You May Ask Yourself..............How do I partner with my client in choosing the right candidate and selecting the right assessment parameters?
1) Responsibility for selecting the tool & the outcomes. Ultimately it is the Hiring Manager’s responsibility to determine what right looks like in that department and what minimal acceptable performance is – a recruiter can not do this, nor can the internal HR department. It is the Hiring Manager, their boss, and the key stake holders who are accountable for the performance and the bottom line and it is their job to document this in the job specification, then it is the recruiters’ job to go find the right fit. If the benchmark or specs change for one, it must change for all – or you could be liable for discrimination.
2) Benchmarking Existing Performers. Between *9-11peak performers (*as rated by actual measurable results, not by how the manager ‘feels’) in a specific role are assessed and a benchmark is built. In some companies where the department is rather large they also benchmark another group, they take 9-11 below average performers and assess them and then 9-11 middle of the road performers and assess them. Once the assessments are scored and ranked in a grid like manner a validated benchmark is built. When a company needs to hire peak they use the peak benchmark, when they are hiring average (for what ever reason) then they use the average benchmark.

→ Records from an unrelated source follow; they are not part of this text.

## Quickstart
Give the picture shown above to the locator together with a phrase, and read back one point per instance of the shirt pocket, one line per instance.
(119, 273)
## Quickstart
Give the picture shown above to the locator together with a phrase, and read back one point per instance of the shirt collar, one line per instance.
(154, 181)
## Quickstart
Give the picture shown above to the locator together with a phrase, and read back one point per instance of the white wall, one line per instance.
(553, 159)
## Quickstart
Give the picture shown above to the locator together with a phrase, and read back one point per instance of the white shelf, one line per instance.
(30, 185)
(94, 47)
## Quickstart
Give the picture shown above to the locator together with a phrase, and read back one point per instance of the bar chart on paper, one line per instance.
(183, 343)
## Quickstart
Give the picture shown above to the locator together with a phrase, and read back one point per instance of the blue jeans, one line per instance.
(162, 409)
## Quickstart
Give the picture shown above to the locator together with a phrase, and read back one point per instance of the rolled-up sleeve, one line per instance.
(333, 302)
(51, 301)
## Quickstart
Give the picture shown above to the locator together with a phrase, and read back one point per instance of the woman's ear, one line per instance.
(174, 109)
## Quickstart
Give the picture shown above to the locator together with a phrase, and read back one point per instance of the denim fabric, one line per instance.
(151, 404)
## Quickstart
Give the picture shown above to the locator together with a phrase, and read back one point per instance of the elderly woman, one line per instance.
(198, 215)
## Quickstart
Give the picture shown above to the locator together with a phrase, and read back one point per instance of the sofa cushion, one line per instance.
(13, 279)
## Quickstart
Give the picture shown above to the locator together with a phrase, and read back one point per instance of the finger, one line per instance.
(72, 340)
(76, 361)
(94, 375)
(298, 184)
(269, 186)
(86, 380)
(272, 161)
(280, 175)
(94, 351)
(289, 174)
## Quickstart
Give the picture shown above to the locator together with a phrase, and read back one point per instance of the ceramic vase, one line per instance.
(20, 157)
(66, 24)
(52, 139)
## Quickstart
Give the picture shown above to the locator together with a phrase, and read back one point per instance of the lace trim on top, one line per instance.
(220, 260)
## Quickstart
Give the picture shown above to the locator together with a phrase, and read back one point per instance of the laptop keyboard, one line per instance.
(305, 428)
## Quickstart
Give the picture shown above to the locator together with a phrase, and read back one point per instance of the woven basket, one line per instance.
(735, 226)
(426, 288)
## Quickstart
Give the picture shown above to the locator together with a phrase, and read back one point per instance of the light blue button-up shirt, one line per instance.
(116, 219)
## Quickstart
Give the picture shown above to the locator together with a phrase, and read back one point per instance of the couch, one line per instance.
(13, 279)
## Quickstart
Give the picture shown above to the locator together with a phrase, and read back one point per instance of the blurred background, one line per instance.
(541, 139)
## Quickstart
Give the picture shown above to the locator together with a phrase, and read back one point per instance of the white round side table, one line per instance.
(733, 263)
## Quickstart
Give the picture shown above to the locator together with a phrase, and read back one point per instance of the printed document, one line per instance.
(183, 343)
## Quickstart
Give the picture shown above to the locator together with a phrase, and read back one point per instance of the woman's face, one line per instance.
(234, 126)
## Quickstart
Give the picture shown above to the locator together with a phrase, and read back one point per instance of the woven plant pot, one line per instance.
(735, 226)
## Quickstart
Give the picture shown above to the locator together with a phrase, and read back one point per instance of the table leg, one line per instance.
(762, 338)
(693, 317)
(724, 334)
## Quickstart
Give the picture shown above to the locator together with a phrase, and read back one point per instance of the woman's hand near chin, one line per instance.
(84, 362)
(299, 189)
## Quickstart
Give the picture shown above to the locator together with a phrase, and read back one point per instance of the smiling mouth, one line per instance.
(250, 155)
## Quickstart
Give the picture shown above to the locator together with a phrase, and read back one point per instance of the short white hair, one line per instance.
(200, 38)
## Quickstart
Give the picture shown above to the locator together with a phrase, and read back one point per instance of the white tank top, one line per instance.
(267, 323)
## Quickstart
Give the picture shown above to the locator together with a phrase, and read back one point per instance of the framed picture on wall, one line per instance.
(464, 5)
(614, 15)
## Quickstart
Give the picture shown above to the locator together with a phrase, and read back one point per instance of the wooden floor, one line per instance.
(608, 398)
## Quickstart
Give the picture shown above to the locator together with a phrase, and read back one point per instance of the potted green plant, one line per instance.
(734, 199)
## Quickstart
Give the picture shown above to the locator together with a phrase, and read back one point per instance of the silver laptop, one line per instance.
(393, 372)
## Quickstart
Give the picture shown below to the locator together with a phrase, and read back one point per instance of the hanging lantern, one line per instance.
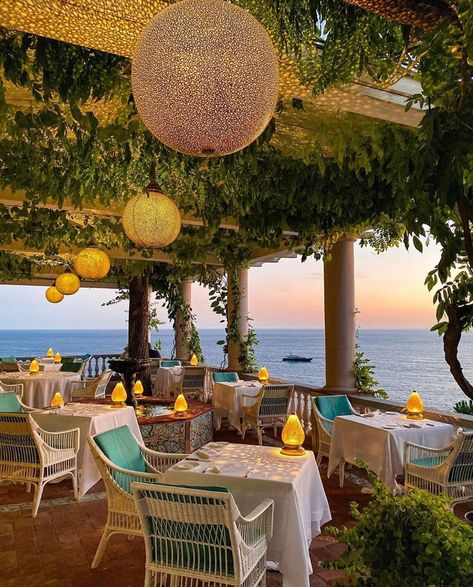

3) Comprehensive Position Requirements Benchmark. This initial process of building a validated hiring benchmark and is often used when a company has had bad experiences hiring, or when a firm is hiring for a newly created position, or when a company is undergoing a corporate transformation, or under new leadership. Typically, an outside facilitator, preferably you, leads this conversation. It is best when this is done with 3 key decision makers or stake holders that are directly impacted by the success or failure of this hire. Once the benchmark is created (key specific measurable accountabilities, core functions, competencies, behaviors, traits, values, etc.) and the selection criteria is ranked & prioritized in advance, each stake holder then takes a job report assessment and creates their vision of ideal candidate via an assessment. The best assessment I have seen for this ranks 23 competencies, core motivational values, work behaviors, and personal trainability/coach-ability. The convergence of these three reports creates the validated measurable benchmark which all candidates are ranked and compared against.